I thought maybe if the whole prison had the same choices… ”

“I’ll take care of it.”

He thought maybe the man was misunderstanding. He hadn’t yet explained his idea. Hadn’t even asked anything, really. But his father seemed to consider the matter over and done with.

“Is there anything else you need?”

Sometimes when he put too much peanut butter in his mouth at once, his throat would feel like it was coated with glue. The feeling he had now was like that, but worse. “No, I...no.”

There was a pause, and he could have filled that pause with any number of things. But all of it, every word in the overwhelmingly large English language, felt entirely useless to him.

“Is this man the reason Jennifer has moved out of the house?”

That didn’t really make much sense. Jenny had largely been living in the apartment near her office since the day she turned eighteen. But he knew what his father meant. “Yes.”

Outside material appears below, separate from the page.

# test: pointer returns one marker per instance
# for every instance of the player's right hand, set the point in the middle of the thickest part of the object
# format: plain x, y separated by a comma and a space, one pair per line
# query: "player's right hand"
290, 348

There was another pause, and he wondered if he could read his father’s displeasure in it.

“I should be able to implement the changes in a few days. ”

It was goodbye. He knew it and felt the relief it brought him. Still, he clung to the phone and tried to think of what to say. So much had happened since they’d seen each other in the courtroom. Too much. They were strangers now. “Goodnight, father.”

He didn’t know what his voice revealed. He didn’t even know what he himself was feeling. Maybe it didn’t matter. The line went dead.

He pulled the phone away from his face and stared at it. The phones were all so old. Whenever he used them, he couldn’t help but wonder about how many people had held the receiver in their hands. What had they felt? What had they talked about? And where were they now?

A hand touched his back, but he didn’t flinch. He knew that hand.

“You okay, puppy?”

He turned to him. He’d stared at Eli’s face so much he could draw every expression mood and line from memory alone.

“I’m hungry.”

Eli laughed, and the sound helped erode a little of the pressure inside of him. “Again? You must be going through a growth spurt.”

He wasn’t hungry. Not really. But he wanted an excuse to be taken care of that wouldn’t raise the alarm too much. But maybe Eli sensed something regardless, because he put an arm around his shoulders, and kept him close, even though it made walking more difficult.